Preventing weight regain therefore involves exercise (aerobic, muscle building as well as strength training exercise). A target must be set. The goal is to start small and increase the intensity and duration of the exercise gradually till a healthy weight is achieved. Following the attainment of a stable and healthy weight, the exercise must continue at a level that prevents weight gain. This can be determined by working closely with your dietician and trainer who will calculate your basal metabolic rate, your daily calorie intake and determine the level of exercise that helps you burn excess calorie.
Gastro-gastric fistula/widening of the stoma
In gastric bypass surgery, the pouch (functioning stomach) is separated from the remainder of the stomach (bypassed stomach) by staples. An abnormal connection between the pouch and the bypassed stomach through the staple line (gastro-gastric fistula) is a long-term complication of gastric bypass surgery. Similarly the opening between the pouch and the small intestine known as stoma may become wider with time. These two conditions abolish the restrictive component of gastric bypass surgery leading to increased food intake and weight regain.

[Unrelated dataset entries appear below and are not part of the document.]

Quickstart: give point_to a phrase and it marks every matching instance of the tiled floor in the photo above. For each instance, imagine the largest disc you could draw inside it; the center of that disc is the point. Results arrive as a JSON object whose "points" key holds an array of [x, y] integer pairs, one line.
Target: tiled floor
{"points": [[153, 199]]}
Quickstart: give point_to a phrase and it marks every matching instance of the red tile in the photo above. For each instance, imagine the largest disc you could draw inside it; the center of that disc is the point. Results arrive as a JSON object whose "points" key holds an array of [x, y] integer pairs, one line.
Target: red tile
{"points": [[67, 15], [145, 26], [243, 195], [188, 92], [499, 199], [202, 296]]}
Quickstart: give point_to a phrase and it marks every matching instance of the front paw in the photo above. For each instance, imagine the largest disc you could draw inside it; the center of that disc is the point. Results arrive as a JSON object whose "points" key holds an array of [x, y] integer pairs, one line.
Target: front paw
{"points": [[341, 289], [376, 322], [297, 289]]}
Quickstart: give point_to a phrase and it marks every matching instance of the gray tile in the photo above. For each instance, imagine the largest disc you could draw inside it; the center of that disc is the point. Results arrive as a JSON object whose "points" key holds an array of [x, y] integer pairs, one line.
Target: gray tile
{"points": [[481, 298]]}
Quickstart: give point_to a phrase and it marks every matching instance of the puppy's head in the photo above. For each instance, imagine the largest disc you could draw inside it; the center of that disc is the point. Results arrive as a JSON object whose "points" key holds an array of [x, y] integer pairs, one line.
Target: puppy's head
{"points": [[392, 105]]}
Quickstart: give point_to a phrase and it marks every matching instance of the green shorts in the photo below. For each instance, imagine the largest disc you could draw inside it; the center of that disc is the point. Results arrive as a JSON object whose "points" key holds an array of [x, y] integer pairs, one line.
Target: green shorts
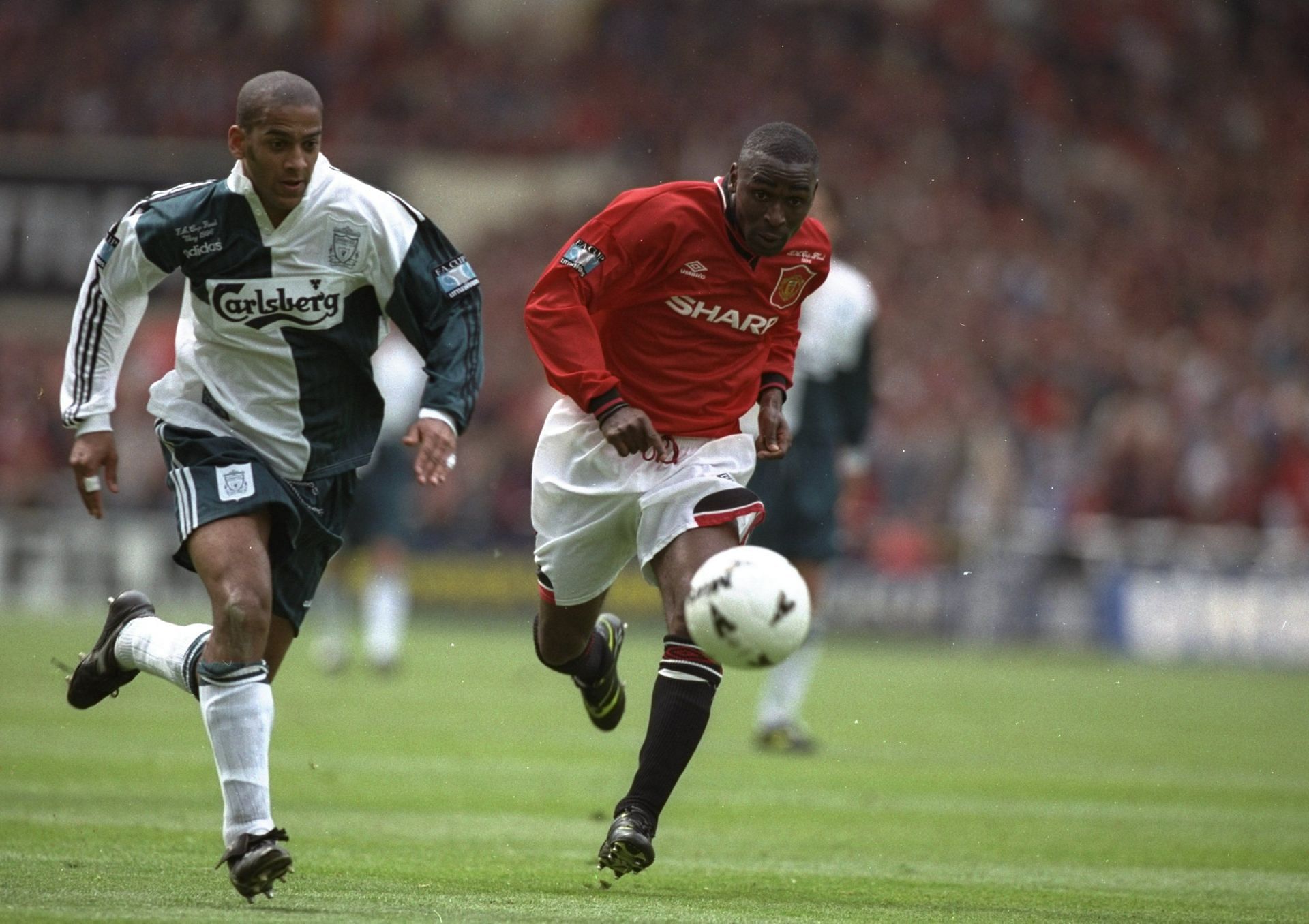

Weight regain after bariatric surgery can be resolved by evaluating the cause and addressing it. However some causes may require a revision surgery in order to correct them and achieve satisfactory weight loss. The choice of revision surgery depends on the primary bariatric surgery as well as the cause of weight regain. Below are the revision surgeries for common weight loss procedures.
Revision surgeries for gastric banding include re-banding, conversion to gastric sleeve, conversion to Roux-en-Y gastric bypass or conversion to duodenal switch. The choice depends on the cause of weight regain.
Gastric Sleeve Surgery
Revision surgeries for weight regain after gastric sleeve surgery are re-sleeving, conversion to gastric bypass surgery or conversion to duodenal switch. The choice depends on the cause of weight regain.
Gastric Bypass surgery
Gastric Bypass revisional options include the addition of Lap-Band, lengthening the Roux limb, use of sclerotherapy, trans-oral outlet reduction and conversion to duodenal switch. The choice depends on the cause of weight regain.
Nevertheless, after any of these revision surgeries, dietary plan and healthy eating habits must be followed to prevent pouch dilatation. Exercise must continue at a level that induce weight loss or maintain a healthy weight. Joining a support group or a weight loss forum may be of help in ensuring dietary and exercise compliance. Working closely with your surgeon and dietician will go a long way in preventing weight regain.
In summary, weight regain after bariatric surgery is a common phenomenon. The common causes are pouch dilatation and inadequate exercise. It is preventable by compliance with the dietary and exercise plans. It is also amenable to correction through revision surgeries.